As the screeching echoes faded away I strode outside onto the bleak and barren field outside the walls, finally allowed a little speed. I mulled over the queen’s words as I jogged. Moving always helped me think – and the faster the better.

It was a relief to hear I could return to Asgard, a bigger one still that I might one day return to serving Frigga. The tricky part would be to serve one queen well enough to earn release without angering the other. If I burned my bridges,… I’d be stuck here forever.

A few dead trees lined the cliff ahead, overlooking Gjöll, the River of Knives. Any fool trying to swim across would surely be shredded by the sharp steel that flowed through its icy waters – before being smashed asunder against the rocks. It proved an effective barrier to the living trying to sneak in, flowing the length of the wall from the sharp southern mountains down to the freezing Northern sea of Niflheim.

The roar of rushing water and crashing metal grew louder as I approached the bridge, and if I’d closed my eyes I would have thought myself amid a bloody battle between screaming armies.

Garm sat on his haunches beside my path, staring across the gulf. The Hound of the Underworld was eight feet tall at the shoulders, with shaggy black and chestnut fur. The white of his muzzle, paws and tail-tip seemed to drip with blood, and I shivered as his gaze fell upon me – this dog could have swallowed me in one gulp and then begged for more.

My hand slid up to my belt of its own accord, seeking the pommel of a weapon for comfort. I stopped myself. Such a move would only anger him, and provide about as much protection as a letter opener against a wolf. You are a diplomat Gna, I admonished myself, so act like it.

“Greetings Garm,” I said brightly as he turned, making my voice as cordial and casual as I could. “We serve the same Lady now, yes? Please let me pass.”

I stood very still as he got up on all fours to face me, sniffing inches away from my head. I held back a sneeze, my nose tingling with the musty smell of fur. His prying eyes were circles of black on a sea of sunset orange, with tinges of red. Not the sort of sight you want to encounter in a dark forest – strange eyes always meant magic, and magic meant trouble when it wasn’t a friend’s.

“I am a Hel-Maid now!” I announced. That’s what the Helgrind said, and I fervently hoped he didn’t also need a taste of blood to confirm it. “I have orders from Hela to greet visitors at the tower, so… please let me be on my way?”

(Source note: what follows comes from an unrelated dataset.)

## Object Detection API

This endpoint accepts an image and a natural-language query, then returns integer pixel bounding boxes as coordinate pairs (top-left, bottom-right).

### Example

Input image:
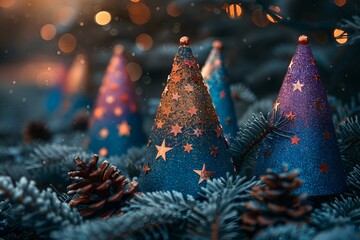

He snorted, sending flecks of snot flying onto my face, cocked his head, then nodded approval. I swallowed, and then stepped onto the only path across the rapids. This time I knew not to look down at the sky-pointing swords the bridge was made of. Keeping my gaze on the cloudy gray horizon, it felt perfectly smooth underfoot and its surface glinted as if layered with sheets gold.

Soon I was on the other side and approaching Mordgud’s watchtower. I appreciated what a striking structure it was, made of the shiny black stone that covered the outside portion of the great wall behind me. The tower stood ten or so yards to the right of where all my gear still sat, amid yellowing grasses on the ground, a few steps from the Hel-Road. I stared for a moment. My belongings seemed untouched, the blue and white tabard still neatly folded atop the tan leather saddle bags. There was, however, a layer of dust covering all of these, and my old gambeson armor was sadly nowhere to be seen.

I crouched, lay the tabard on the ground, and opened my bags. Hand axes, cook pot, silver drop-spindle, scroll, dried apple slices, elecampane roots… everything seemed to be there. I took out the double-ended drum tipper and looked around. Where could Hoof-Tosser be? Likely he’d be sleeping by now. I smiled, eager to drum him back into horse shape. “Welcome Back Rodrick” would be a good one to sing as I did, he always enjoyed that one. Knowing him, he was likely leaning on the side of the tower hidden from the road.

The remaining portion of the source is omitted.